Senior Site Reliability Engineer- Remote

ClickHouse ClickHouse · Data AI · Canada +1 · Engineering

ClickHouse is seeking a Senior Site Reliability Engineer to join their central SRE team. The role focuses on building and leading processes to ensure the reliability, availability, scalability, and performance of their cloud infrastructure, which supports AI workloads. Responsibilities include collaborating with engineering teams, establishing SLOs/SLAs, ensuring monitoring and alerting, enhancing incident response, and driving chaos initiatives.

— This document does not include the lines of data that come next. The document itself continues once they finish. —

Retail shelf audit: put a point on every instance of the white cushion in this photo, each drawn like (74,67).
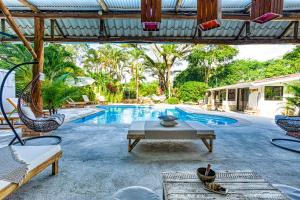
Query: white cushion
(28,112)
(135,192)
(34,156)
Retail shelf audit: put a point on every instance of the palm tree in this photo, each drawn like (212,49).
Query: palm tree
(113,60)
(160,59)
(59,61)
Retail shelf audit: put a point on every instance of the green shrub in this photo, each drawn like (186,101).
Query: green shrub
(173,100)
(56,93)
(149,89)
(191,91)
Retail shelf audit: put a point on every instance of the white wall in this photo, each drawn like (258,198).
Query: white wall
(269,108)
(9,89)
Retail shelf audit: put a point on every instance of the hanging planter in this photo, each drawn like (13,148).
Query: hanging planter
(208,13)
(151,14)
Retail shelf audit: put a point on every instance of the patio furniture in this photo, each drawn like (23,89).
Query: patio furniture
(243,184)
(38,159)
(14,119)
(135,192)
(185,130)
(45,124)
(72,104)
(289,124)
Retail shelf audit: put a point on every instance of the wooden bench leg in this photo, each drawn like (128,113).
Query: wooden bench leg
(132,145)
(55,168)
(209,145)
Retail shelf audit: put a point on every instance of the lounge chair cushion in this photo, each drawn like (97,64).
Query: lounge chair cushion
(59,118)
(135,192)
(34,156)
(167,118)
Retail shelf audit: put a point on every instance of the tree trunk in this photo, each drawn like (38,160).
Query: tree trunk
(38,68)
(137,82)
(169,81)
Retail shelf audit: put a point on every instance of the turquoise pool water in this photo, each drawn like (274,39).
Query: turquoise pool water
(127,114)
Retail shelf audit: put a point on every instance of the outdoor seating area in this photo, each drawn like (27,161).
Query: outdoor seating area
(38,158)
(149,99)
(185,130)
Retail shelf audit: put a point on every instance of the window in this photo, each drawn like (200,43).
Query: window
(231,95)
(273,93)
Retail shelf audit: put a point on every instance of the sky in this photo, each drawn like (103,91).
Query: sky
(262,52)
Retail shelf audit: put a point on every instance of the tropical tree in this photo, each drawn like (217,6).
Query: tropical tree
(136,68)
(293,102)
(113,60)
(209,58)
(59,61)
(160,59)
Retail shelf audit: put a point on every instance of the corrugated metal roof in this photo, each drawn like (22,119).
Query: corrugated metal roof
(227,5)
(133,28)
(168,28)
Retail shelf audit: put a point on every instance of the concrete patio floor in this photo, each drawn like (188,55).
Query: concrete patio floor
(96,163)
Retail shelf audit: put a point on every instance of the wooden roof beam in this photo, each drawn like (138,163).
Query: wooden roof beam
(287,16)
(202,40)
(15,27)
(178,5)
(296,29)
(286,30)
(103,5)
(29,5)
(241,31)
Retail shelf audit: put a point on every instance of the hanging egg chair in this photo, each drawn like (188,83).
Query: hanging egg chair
(26,110)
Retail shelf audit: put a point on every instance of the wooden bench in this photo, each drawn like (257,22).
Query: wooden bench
(137,132)
(47,155)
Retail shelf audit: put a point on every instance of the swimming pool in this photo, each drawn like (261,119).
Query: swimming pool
(126,114)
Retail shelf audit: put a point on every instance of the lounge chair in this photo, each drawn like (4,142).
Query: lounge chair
(289,124)
(38,158)
(72,104)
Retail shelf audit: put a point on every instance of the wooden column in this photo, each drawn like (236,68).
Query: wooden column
(38,68)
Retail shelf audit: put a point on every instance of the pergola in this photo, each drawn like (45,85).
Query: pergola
(119,21)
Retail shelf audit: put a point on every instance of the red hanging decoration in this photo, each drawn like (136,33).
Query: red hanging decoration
(208,12)
(151,14)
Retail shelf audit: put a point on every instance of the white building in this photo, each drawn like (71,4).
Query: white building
(263,97)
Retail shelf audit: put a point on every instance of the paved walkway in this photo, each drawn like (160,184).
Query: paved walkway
(96,163)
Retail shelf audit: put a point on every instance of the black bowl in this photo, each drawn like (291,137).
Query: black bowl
(211,175)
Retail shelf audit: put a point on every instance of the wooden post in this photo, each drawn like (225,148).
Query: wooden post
(38,68)
(15,27)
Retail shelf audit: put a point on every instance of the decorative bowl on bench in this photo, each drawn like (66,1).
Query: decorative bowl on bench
(168,120)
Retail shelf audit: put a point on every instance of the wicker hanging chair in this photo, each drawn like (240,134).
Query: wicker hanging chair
(45,124)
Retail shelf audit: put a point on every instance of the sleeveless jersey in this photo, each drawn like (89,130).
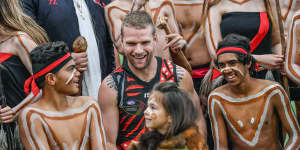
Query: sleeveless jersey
(132,98)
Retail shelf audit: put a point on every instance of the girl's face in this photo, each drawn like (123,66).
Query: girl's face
(156,116)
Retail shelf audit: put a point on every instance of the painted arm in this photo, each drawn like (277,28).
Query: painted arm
(107,100)
(30,8)
(97,134)
(114,22)
(32,131)
(288,120)
(274,60)
(217,124)
(176,40)
(212,30)
(25,46)
(186,83)
(292,61)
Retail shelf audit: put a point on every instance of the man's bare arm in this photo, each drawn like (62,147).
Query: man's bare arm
(218,126)
(186,83)
(288,120)
(97,136)
(108,103)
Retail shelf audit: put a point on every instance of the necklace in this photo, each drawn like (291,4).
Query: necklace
(79,6)
(239,2)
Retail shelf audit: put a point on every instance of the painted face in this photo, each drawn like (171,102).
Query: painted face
(156,116)
(138,47)
(68,79)
(231,68)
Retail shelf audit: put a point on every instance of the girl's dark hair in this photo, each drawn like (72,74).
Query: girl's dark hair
(178,105)
(239,41)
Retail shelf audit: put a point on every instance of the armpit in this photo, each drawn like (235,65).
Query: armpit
(180,73)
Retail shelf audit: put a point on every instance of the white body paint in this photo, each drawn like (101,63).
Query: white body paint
(31,135)
(255,139)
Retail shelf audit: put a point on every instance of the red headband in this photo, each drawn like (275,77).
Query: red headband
(31,80)
(235,49)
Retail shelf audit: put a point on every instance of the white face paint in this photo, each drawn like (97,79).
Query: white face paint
(70,78)
(252,141)
(232,68)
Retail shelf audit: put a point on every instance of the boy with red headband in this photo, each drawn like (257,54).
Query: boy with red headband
(246,112)
(56,120)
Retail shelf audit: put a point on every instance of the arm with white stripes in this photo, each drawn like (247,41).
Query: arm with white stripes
(218,126)
(97,134)
(287,118)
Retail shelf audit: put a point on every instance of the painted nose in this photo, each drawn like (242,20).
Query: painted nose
(146,112)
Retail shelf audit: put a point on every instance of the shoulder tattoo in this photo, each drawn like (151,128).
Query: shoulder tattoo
(110,82)
(180,73)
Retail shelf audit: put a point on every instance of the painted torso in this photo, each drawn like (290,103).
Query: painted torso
(252,122)
(72,129)
(288,9)
(117,10)
(133,95)
(188,17)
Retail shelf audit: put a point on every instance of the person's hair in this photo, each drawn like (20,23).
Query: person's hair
(242,41)
(14,19)
(44,55)
(178,105)
(208,4)
(137,20)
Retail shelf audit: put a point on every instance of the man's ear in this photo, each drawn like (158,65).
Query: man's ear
(50,79)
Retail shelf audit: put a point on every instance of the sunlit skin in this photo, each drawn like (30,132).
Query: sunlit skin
(188,17)
(12,45)
(232,69)
(56,109)
(213,30)
(138,46)
(156,116)
(116,11)
(292,61)
(248,110)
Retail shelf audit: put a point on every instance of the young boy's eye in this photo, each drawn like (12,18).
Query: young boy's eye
(221,65)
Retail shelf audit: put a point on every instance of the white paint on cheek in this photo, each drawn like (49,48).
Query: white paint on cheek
(149,110)
(70,78)
(232,68)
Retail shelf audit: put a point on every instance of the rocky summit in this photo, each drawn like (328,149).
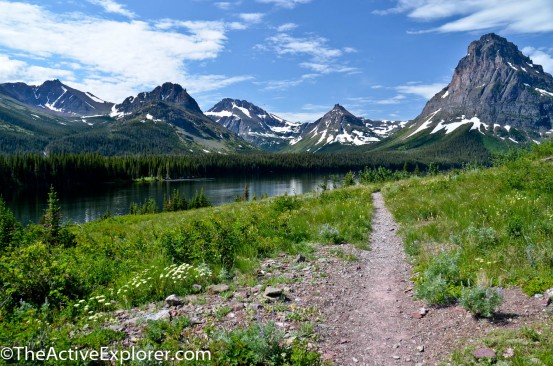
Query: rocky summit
(55,98)
(496,90)
(336,128)
(254,124)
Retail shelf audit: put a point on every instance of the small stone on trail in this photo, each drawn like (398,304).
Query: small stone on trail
(482,353)
(299,259)
(173,300)
(272,292)
(217,289)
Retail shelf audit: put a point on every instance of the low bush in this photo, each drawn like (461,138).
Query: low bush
(481,301)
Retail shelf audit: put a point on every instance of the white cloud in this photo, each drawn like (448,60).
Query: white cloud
(16,70)
(111,6)
(528,16)
(540,57)
(224,5)
(288,4)
(426,91)
(301,116)
(117,58)
(322,59)
(287,27)
(287,84)
(252,17)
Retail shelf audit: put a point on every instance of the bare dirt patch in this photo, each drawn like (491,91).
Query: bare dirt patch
(372,318)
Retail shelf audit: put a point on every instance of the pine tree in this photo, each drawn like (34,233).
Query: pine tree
(51,220)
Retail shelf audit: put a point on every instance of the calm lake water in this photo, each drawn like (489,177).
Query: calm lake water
(84,206)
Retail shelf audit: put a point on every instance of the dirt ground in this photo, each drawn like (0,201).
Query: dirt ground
(372,318)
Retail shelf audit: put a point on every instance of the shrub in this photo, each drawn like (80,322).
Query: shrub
(9,227)
(439,282)
(348,179)
(481,301)
(260,345)
(330,235)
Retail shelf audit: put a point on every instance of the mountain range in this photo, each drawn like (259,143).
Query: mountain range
(497,98)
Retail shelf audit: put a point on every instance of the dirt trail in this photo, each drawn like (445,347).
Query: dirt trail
(372,318)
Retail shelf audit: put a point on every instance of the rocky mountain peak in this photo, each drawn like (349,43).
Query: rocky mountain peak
(499,86)
(167,93)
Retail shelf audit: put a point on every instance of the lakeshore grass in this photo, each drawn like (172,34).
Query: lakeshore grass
(63,293)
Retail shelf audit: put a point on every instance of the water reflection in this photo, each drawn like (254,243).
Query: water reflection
(84,206)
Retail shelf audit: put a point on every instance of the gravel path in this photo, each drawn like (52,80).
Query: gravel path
(372,318)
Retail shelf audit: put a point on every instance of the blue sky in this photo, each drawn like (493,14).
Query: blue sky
(381,59)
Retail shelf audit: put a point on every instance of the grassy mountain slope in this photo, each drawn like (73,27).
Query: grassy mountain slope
(481,227)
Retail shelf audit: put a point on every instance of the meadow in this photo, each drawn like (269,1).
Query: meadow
(61,284)
(469,233)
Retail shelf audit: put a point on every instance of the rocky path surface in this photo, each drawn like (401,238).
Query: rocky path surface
(372,318)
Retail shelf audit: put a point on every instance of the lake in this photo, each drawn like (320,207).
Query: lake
(88,205)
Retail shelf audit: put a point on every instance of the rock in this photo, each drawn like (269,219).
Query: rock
(174,300)
(240,295)
(195,321)
(509,352)
(299,258)
(272,292)
(197,288)
(217,289)
(484,353)
(162,314)
(237,307)
(256,288)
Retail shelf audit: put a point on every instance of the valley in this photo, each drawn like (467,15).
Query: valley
(344,240)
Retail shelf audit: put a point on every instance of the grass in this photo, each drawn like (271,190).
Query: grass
(131,261)
(530,345)
(479,229)
(498,221)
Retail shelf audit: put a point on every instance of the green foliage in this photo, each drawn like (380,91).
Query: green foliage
(175,202)
(285,203)
(149,206)
(499,220)
(53,231)
(260,345)
(439,282)
(158,332)
(537,285)
(480,300)
(10,229)
(348,179)
(330,235)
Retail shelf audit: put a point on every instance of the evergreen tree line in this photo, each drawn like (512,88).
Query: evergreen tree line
(174,202)
(78,170)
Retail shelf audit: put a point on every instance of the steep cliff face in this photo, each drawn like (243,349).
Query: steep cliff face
(498,86)
(254,124)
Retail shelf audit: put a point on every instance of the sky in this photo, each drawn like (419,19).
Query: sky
(381,59)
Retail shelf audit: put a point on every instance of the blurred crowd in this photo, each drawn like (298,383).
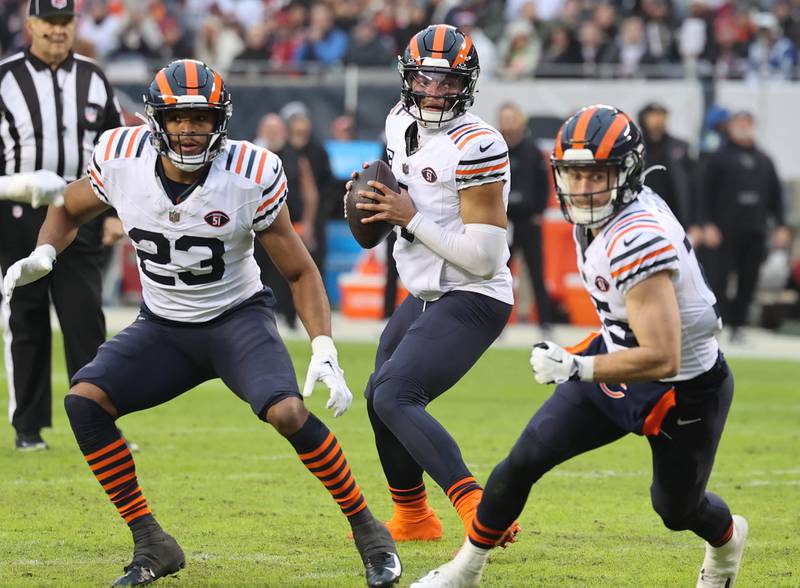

The ideal candidate has a strong background in SRE, cloud platforms, container orchestration, and automation tools, with experience in distributed databases being a plus.

What you'd actually do

  1. Collaborate with various engineering teams in ClickHouse to design and implement scalable, secure, and highly available systems for ClickHouse.
  2. Establish and manage service level objectives (SLOs) and service level agreements (SLAs) for ClickHouse Cloud.
  3. Ensure all the infrastructure components in ClickHouse Cloud (including Data Plane, Control Plane,ClickHouse Core, etc) have monitoring and alerting in place to ensure timely detection and resolution of incidents.
  4. Enhance and refine incident response processes and post-mortem analysis for any outages in ClickHouse Cloud including working with the support team to communicate to the impacted customers.
  5. Continuously improve the reliability and performance of our ClickHouse services.

Skills

Required

  • Go and/or Python
  • AWS, Azure, or Google Cloud Platform
  • Kubernetes or Docker Swarm
  • Ansible, Terraform, or Puppet
  • production debugging skills

Nice to have

  • ClickHouse
  • distributed databases
  • SQL

What the JD emphasized

  • At least 8 years of experience in Site Reliability Engineering or a related field.